If you have a small budget, you should primarily invest your money in a safe helmet. There should be no savings made here, since the risk of falling when mountain biking is quite high and you are only well protected by a high-quality helmet. If you still have money left, you can also buy a pair of padded pants that will literally save your butt during long day trips. Sporty clothing made of moisture-wicking materials also makes riding a lot more pleasant. Mountain biking also raises questions about shoes. While XC and marathon disciplines rely almost exclusively on click shoes, trail bikers, enduro riders and downhillers increasingly rely on flat pedals with special bike shoes. The idea is that it is easier and safer to get off flat pedals. For this, you ride more efficiently with click shoes and are not thrown off the pedals even in very rough sections. Here you have to decide according to your own preferences.

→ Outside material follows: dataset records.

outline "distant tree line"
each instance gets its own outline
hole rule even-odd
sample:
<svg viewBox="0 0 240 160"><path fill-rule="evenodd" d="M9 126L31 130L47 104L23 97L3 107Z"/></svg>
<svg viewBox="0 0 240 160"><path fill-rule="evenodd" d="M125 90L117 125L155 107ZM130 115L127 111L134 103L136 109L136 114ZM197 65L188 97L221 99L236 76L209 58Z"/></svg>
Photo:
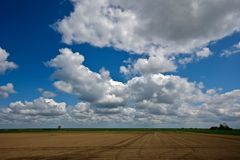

How much budget do I need?

As with many other things, there are no upper price limits for cycling. Fortunately, there are of course cheaper versions that are affordable for small budgets. We have put together an inexpensive basic equipment overview for you.

EquipmentPrice
Hardtail$600
Helmet$100
Padded pants$50
Pants and t-shirt$100
Shoes$110
Glasses$40
Total$1000

If you would like to dig deeper into your pocket, you might be happier with the following configuration:

EquipmentPrice
Trailbike$4000
Helmet$150
Padded pants$100
Pants and t-shirt$200
Shoes$150
Glasses$100
Total$4700

MTB training plan for beginners

Of course, training plans make sense. Even at the beginning, you can build up your stamina more quickly through targeted training. But maybe it is still better to concentrate fully on the fun of cycling at the beginning. Those who struggle too quickly with intervals and mileage specifications may lose the joy of this hobby. Basically, especially as an untrained beginner, you will improve your condition even without a specific plan. Only at a certain point will this no longer be enough and then you should definitely think about a training plan. 

MTB tricks for beginners

Even for beginners there are some important techniques and small tricks that are not that difficult to learn, but make a little impression. In addition, by practicing these tricks, you can improve your driving technique and lay the foundation for significantly more difficult maneuvers.

Wheelie

The wheelie is the classic among MTB tricks and is not even that difficult. While sitting in the saddle you bring the front wheel up by a pedaling impulse, where you then balance it with stretched arms and skillful weight shifting. The balance should not be maintained by bending and stretching the arms, but by shifting the upper body, increasing the cadence and gently pulling on the rear brake.

Stoppie

With the Stoppie, you don’t roll on the rear wheel, but on the front wheel. To do this, pull the front brake (be careful not to pull too hard) and shift your weight forward. Of course, sensitivity is also required when shifting weight. While professionals can roll several meters in this way, as a beginner you should be satisfied with stopping on the front wheel. This trains the feeling for the brakes and creates the basis for heavier driving techniques such as repositioning the rear wheel.

Bunny Hop

If there is a small obstacle in the way, you can simply jump over it with a bunny hop. To do this, first move the front wheel up by shifting your weight, throwing the upper body straight forward so that the rear wheel comes into the air. In this way you can jump in a very controlled manner and overcome large objects.

Get off safely

Falling over the handlebar is always the worst scenario, especially in steep terrain. If you get scared during the descent, you should not pull the anchor as hard as possible, but brake in a controlled manner and get off the bike at the back. To do this, push the wheel under you and put your feet to the left and right of the rear wheel. So neither the bike nor your own balance escapes.

Posture

Often you can see beginners standing on their bikes with their arms and legs straight. However, elbows and knees should be slightly bent so that blows to the bike can be cushioned quickly and efficiently. The elbows point outwards towards the end of the handlebars.